Joins¶
Join operations combine rows from two Tables based on matching column values.
Left Join¶
Keeps all rows from the left table and matching rows from the right table. Missing matches are filled with null values. Use left join when you want to preserve all records from the left table.
(set trades (table [symbol order_id price quantity]
(list ['AAPL 'MSFT 'GOOG] [1001 1002 1003] [150.25 300.50 125.75] [100 200 150])))

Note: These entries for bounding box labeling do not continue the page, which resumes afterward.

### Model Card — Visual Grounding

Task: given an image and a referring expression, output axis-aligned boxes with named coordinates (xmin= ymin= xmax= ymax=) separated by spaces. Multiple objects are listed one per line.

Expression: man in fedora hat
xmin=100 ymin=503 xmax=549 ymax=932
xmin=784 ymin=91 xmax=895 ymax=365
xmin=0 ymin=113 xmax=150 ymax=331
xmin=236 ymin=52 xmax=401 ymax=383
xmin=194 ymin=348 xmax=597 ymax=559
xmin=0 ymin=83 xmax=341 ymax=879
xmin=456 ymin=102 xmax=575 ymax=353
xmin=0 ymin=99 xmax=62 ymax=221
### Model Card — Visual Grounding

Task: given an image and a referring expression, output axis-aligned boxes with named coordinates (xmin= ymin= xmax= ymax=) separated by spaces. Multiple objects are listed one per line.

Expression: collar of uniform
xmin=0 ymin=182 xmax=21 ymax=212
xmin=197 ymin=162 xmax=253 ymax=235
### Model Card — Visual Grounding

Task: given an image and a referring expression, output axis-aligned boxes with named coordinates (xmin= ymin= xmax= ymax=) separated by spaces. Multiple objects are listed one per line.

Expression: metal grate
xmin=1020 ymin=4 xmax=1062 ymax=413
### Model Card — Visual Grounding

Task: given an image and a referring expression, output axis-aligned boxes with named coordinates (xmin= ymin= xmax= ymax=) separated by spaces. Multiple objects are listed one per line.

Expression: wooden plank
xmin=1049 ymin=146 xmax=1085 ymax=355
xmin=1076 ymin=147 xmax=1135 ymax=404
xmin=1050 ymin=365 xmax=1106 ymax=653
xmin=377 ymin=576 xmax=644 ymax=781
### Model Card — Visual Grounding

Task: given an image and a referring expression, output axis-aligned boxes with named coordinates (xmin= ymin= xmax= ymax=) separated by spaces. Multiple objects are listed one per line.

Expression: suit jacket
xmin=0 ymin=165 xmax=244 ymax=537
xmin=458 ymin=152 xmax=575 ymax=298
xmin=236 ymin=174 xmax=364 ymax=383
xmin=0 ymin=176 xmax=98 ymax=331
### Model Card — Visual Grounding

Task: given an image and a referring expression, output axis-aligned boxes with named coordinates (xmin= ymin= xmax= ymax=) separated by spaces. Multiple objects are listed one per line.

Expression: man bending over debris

┌────────┬──────────┬────────┬──────────┐
│ symbol │ order_id │ price │ quantity │
├────────┼──────────┼────────┼──────────┤
│ AAPL │ 1001 │ 150.25 │ 100 │
│ MSFT │ 1002 │ 300.50 │ 200 │
│ GOOG │ 1003 │ 125.75 │ 150 │
├────────┴──────────┴────────┴──────────┤
│ 3 rows (3 shown) 4 columns (4 shown) │
└───────────────────────────────────────┘
(set orders (table [order_id client_id timestamp status]
(list [1001 1002 1004]
['CLIENT_A 'CLIENT_B 'CLIENT_C]
[09:00:00 09:05:00 09:10:00]
['FILLED 'FILLED 'PENDING])))
┌──────────┬───────────┬──────────────┬─────────┐
│ order_id │ client_id │ timestamp │ status │
├──────────┼───────────┼──────────────┼─────────┤
│ 1001 │ CLIENT_A │ 09:00:00.000 │ FILLED │
│ 1002 │ CLIENT_B │ 09:05:00.000 │ FILLED │
│ 1004 │ CLIENT_C │ 09:10:00.000 │ PENDING │
├──────────┴───────────┴──────────────┴─────────┤
│ 3 rows (3 shown) 4 columns (4 shown) │
└───────────────────────────────────────────────┘
(left-join [order_id] trades orders)
┌──────────┬──────────────┬────────┬────────┬──────────┬───────────┬────────┐
│ order_id │ timestamp │ symbol │ price │ quantity │ client_id │ status │
├──────────┼──────────────┼────────┼────────┼──────────┼───────────┼────────┤
│ 1001 │ 09:00:00.000 │ AAPL │ 150.25 │ 100 │ CLIENT_A │ FILLED │
│ 1002 │ 09:05:00.000 │ MSFT │ 300.50 │ 200 │ CLIENT_B │ FILLED │
│ 1003 │ Null │ GOOG │ 125.75 │ 150 │ Null │ Null │
├──────────┴──────────────┴────────┴────────┴──────────┴───────────┴────────┤
│ 3 rows (3 shown) 7 columns (7 shown) │
└───────────────────────────────────────────────────────────────────────────┘
Multiple Column Join¶
(set positions (table [symbol account_id quantity]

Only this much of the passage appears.